Imam Syafi’i berkata: Aku tidak mengetahui adanya perbedaan pendapat (di kalangan ulama) bahwa emas tidak akan dikenai zakat sebelum mencapai 20 mitsqal. Apabila sudah mencapai 20 mitsqal, maka emas tersebut wajib dizakati.

Imam Syafi’i berkata: Pendapat yang benar adalah yang mengatakan bahwa emas tersebut diambil zakatnya, baik dalam keadaan bagus atau jelek, masih berupa dinar (sebagai mata uang) wadah atau batangan. Dalam hal ini sama seperti perak. Apabila emas yang berupa dinar berjumlah 20 mitsqal, kemudian berkurang 1 karat (sedikit sekali) atau lebih sedikit dari itu, maka tidak wajib dizakati.

Imam Syafi’i berkata: Emas tidak sama dan tidak sejenis dengan perak, maka orang yang mempunyai emas belum wajib mengeluarkan zakat sebelum emas tersebut mencapai jumlah 20 Dinar di awal tahun sampai akhir tahun (cukup setahun dalam kepemilikannya).
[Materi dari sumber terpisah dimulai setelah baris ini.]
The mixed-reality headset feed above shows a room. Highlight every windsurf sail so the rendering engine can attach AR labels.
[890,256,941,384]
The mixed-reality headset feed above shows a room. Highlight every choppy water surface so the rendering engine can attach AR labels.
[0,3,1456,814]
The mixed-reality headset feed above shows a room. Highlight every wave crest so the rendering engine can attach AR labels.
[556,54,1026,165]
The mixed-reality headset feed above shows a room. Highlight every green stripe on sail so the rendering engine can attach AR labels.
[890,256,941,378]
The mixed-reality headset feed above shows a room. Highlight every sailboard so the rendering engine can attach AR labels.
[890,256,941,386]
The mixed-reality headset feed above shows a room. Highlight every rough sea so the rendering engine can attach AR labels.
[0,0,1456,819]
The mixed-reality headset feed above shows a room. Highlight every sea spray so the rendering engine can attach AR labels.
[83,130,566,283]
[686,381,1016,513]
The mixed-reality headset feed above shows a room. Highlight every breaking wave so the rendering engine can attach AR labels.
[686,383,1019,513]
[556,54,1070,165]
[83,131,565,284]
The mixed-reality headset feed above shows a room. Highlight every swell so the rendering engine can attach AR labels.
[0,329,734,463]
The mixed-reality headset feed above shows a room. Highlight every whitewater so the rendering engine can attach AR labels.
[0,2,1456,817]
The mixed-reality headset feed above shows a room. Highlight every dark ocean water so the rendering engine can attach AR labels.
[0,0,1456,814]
Apabila sehari sebelum masa haul-nya tiba emas tersebut berkurang dari 20 Dinar maka ia tidak wajib dizakati. Kemudian apabila emas tersebut kembali mencapai 20 Dinar, maka ia wajib dizakati jika sudah mencapai haul di tahun berikutnya, dihitungmulai dan hari dimana emas tersebut telah mencapai jumlah 20 Dinar.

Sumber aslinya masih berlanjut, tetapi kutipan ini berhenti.